Two fundamental laws of nature: the strong prey on the weak, and survival of the fittest.

Therefore, why is it that those who survive are not the strong preying on the weak, but rather the "fittest"?

Next year's development of AI may be even more astonishing, continuing to kill off large companies and small teams unable to adapt to the market. Only by constantly adapting can we survive in this fierce competition.

> we won’t work on product marketing for AI stuff, from a moral standpoint

Can someone explain this?

>especially as we won’t work on product marketing for AI stuff, from a moral standpoint, but the vast majority of enquiries have been for exactly that.

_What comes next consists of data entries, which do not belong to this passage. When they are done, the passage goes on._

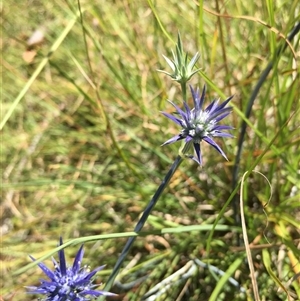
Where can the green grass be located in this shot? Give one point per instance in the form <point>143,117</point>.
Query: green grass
<point>81,155</point>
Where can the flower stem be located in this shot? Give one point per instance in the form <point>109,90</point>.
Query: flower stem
<point>183,90</point>
<point>145,215</point>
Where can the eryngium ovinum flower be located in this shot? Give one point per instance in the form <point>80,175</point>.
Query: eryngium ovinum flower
<point>198,124</point>
<point>68,282</point>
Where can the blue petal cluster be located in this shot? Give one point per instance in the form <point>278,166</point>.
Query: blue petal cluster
<point>68,283</point>
<point>198,124</point>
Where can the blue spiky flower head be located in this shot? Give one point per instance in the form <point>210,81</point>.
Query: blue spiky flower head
<point>201,124</point>
<point>74,283</point>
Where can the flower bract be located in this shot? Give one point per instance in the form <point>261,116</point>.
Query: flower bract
<point>68,282</point>
<point>199,124</point>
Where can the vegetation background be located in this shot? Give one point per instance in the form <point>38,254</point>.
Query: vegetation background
<point>81,134</point>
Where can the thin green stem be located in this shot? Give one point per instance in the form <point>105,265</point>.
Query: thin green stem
<point>145,216</point>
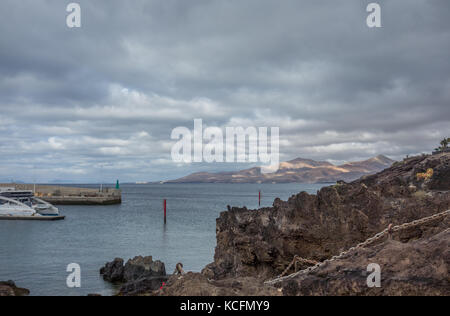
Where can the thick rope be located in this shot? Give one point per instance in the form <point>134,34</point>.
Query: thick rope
<point>387,231</point>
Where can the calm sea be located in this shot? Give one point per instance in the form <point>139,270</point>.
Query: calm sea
<point>35,254</point>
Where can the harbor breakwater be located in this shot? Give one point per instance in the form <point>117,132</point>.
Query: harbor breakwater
<point>64,195</point>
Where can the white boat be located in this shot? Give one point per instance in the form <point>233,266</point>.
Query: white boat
<point>10,207</point>
<point>44,208</point>
<point>28,199</point>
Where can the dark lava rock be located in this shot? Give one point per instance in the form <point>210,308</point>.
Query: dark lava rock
<point>9,288</point>
<point>261,243</point>
<point>416,268</point>
<point>113,271</point>
<point>138,275</point>
<point>143,267</point>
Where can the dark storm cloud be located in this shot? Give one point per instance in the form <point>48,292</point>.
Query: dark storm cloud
<point>101,101</point>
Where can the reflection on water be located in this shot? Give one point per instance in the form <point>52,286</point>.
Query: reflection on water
<point>36,254</point>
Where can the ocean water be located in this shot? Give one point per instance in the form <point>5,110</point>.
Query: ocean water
<point>36,254</point>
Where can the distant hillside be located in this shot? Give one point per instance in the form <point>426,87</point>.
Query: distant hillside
<point>297,170</point>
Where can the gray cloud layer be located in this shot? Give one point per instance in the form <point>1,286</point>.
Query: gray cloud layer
<point>100,102</point>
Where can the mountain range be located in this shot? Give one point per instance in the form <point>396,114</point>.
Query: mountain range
<point>298,170</point>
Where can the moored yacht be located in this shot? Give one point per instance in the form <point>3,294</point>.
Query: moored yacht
<point>27,198</point>
<point>10,207</point>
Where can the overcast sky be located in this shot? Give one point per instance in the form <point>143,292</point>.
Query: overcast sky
<point>99,102</point>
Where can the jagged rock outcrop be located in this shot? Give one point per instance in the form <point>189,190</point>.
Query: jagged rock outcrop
<point>9,288</point>
<point>416,268</point>
<point>196,284</point>
<point>261,243</point>
<point>138,275</point>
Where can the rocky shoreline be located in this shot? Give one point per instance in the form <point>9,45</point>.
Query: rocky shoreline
<point>139,275</point>
<point>254,246</point>
<point>9,288</point>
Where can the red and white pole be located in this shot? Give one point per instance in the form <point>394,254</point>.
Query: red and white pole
<point>165,211</point>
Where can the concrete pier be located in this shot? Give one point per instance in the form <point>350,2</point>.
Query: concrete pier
<point>32,218</point>
<point>62,195</point>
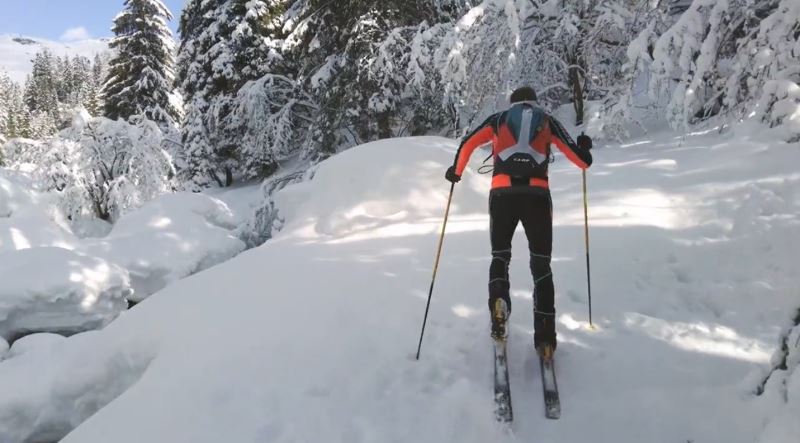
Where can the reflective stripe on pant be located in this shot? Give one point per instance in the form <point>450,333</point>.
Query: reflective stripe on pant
<point>535,211</point>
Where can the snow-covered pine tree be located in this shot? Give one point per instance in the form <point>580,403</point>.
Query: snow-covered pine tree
<point>141,73</point>
<point>223,46</point>
<point>766,68</point>
<point>41,96</point>
<point>13,114</point>
<point>93,102</point>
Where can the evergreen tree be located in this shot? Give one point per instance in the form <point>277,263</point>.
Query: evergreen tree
<point>13,115</point>
<point>223,46</point>
<point>93,101</point>
<point>41,96</point>
<point>140,77</point>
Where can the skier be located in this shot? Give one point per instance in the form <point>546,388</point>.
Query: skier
<point>521,137</point>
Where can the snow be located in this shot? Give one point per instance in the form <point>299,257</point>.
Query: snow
<point>69,277</point>
<point>16,52</point>
<point>311,337</point>
<point>57,290</point>
<point>170,238</point>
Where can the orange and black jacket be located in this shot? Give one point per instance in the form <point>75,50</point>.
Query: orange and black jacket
<point>508,131</point>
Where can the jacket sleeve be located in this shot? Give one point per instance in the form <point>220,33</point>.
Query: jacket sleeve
<point>480,136</point>
<point>582,158</point>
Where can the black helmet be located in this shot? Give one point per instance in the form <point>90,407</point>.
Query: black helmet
<point>523,94</point>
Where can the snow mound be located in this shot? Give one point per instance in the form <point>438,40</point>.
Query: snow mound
<point>56,290</point>
<point>43,341</point>
<point>67,380</point>
<point>25,219</point>
<point>169,238</point>
<point>311,337</point>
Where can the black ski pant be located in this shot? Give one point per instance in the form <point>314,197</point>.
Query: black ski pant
<point>535,211</point>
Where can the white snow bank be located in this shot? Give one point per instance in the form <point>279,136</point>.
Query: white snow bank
<point>52,387</point>
<point>169,238</point>
<point>56,290</point>
<point>311,337</point>
<point>43,341</point>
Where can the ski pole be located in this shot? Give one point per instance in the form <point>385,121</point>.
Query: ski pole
<point>435,267</point>
<point>586,239</point>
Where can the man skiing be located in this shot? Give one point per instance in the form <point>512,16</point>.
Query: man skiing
<point>521,137</point>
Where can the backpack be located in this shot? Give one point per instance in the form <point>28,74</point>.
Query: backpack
<point>525,121</point>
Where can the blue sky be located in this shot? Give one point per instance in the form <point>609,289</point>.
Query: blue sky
<point>66,19</point>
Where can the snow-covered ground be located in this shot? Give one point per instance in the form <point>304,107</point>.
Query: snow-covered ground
<point>67,277</point>
<point>311,337</point>
<point>17,52</point>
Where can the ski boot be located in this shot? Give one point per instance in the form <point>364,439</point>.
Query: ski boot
<point>545,351</point>
<point>499,312</point>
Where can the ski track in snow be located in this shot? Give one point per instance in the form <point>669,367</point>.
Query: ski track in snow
<point>312,336</point>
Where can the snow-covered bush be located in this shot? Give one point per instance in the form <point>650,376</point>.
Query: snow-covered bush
<point>100,166</point>
<point>727,58</point>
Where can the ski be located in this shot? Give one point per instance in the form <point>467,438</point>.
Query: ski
<point>552,403</point>
<point>502,387</point>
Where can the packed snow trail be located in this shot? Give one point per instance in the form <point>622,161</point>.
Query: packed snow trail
<point>312,336</point>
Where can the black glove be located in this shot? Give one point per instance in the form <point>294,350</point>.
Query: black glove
<point>451,175</point>
<point>584,141</point>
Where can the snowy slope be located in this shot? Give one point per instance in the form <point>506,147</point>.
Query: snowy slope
<point>310,338</point>
<point>16,52</point>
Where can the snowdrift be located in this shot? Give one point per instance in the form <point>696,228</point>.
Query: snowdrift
<point>51,280</point>
<point>311,337</point>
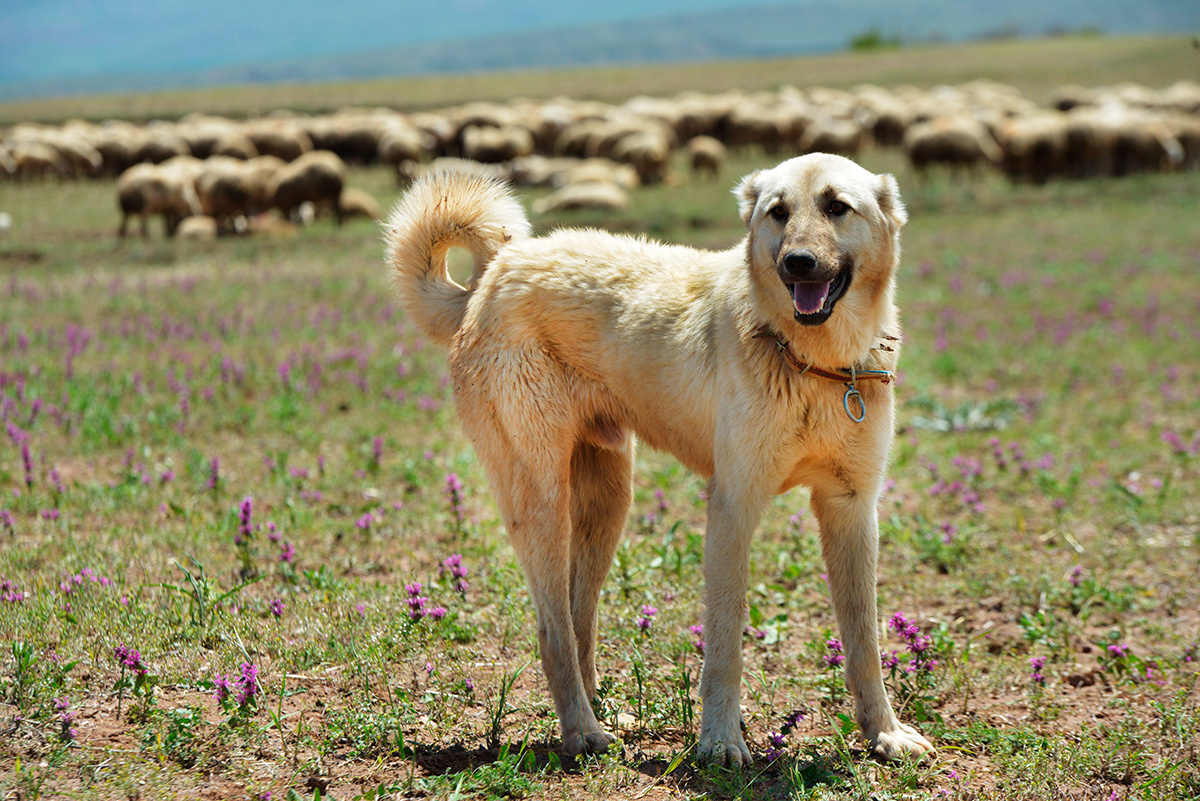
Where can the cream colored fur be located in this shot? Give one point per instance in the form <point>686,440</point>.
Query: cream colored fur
<point>567,347</point>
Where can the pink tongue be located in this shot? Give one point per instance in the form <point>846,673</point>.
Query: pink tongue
<point>809,299</point>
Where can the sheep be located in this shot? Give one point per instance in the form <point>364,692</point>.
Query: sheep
<point>953,140</point>
<point>315,178</point>
<point>147,190</point>
<point>223,192</point>
<point>117,144</point>
<point>401,142</point>
<point>648,151</point>
<point>281,138</point>
<point>257,175</point>
<point>198,229</point>
<point>35,160</point>
<point>708,155</point>
<point>357,203</point>
<point>597,170</point>
<point>606,197</point>
<point>496,145</point>
<point>352,137</point>
<point>832,136</point>
<point>160,143</point>
<point>7,164</point>
<point>1035,146</point>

I intentionally ignored the biggest invention of the 21st century out of strange personal beliefs and now my business is going bankrupt

It’s ironic that Andy calls himself “ruthlessly pragmatic”, but his business is failing because of a principled stand in turning down a high volume of inbound requests. After reading a few of his views on AI, it seems pretty clear to me that his objections are not based in a pragmatic view that AI is ineffective (though he claims this), but rather an ideological view that they should not be used.

Ironically, while ChatGPT isn’t a great writer, I was even more annoyed by the tone of this article and the incredible overuse of italics for emphasis.

Andy Bell is absolute top tier when it comes to CSS + HTML, so when even the best are struggling you know it's starting to get hard out there.
Struggling because they're deliberately shooting themselves in the foot by not taking on the work their clients want them to take. If you don't listen to the market, eventually the market will let you fall by the way side.
> Landing projects for Set Studio has been extremely difficult, especially as we won’t work on product marketing for AI stuff, from a moral standpoint, but the vast majority of enquiries have been for exactly that

I started TextQuery[1] with same moralistic standing. Not in respect of using AI or not, but that most software industry is suffering from rot that places more importance on making money, forcing subscription vs making something beautiful and detail-focused. I poured time in optimizing selections, perfecting autocomplete, and wrestling with Monaco’s thin documentation. However, I failed to make it sustainable business. My motivation ran out. And what I thought would be fun multi-year journey, collapsed into burnout and a dead-end project.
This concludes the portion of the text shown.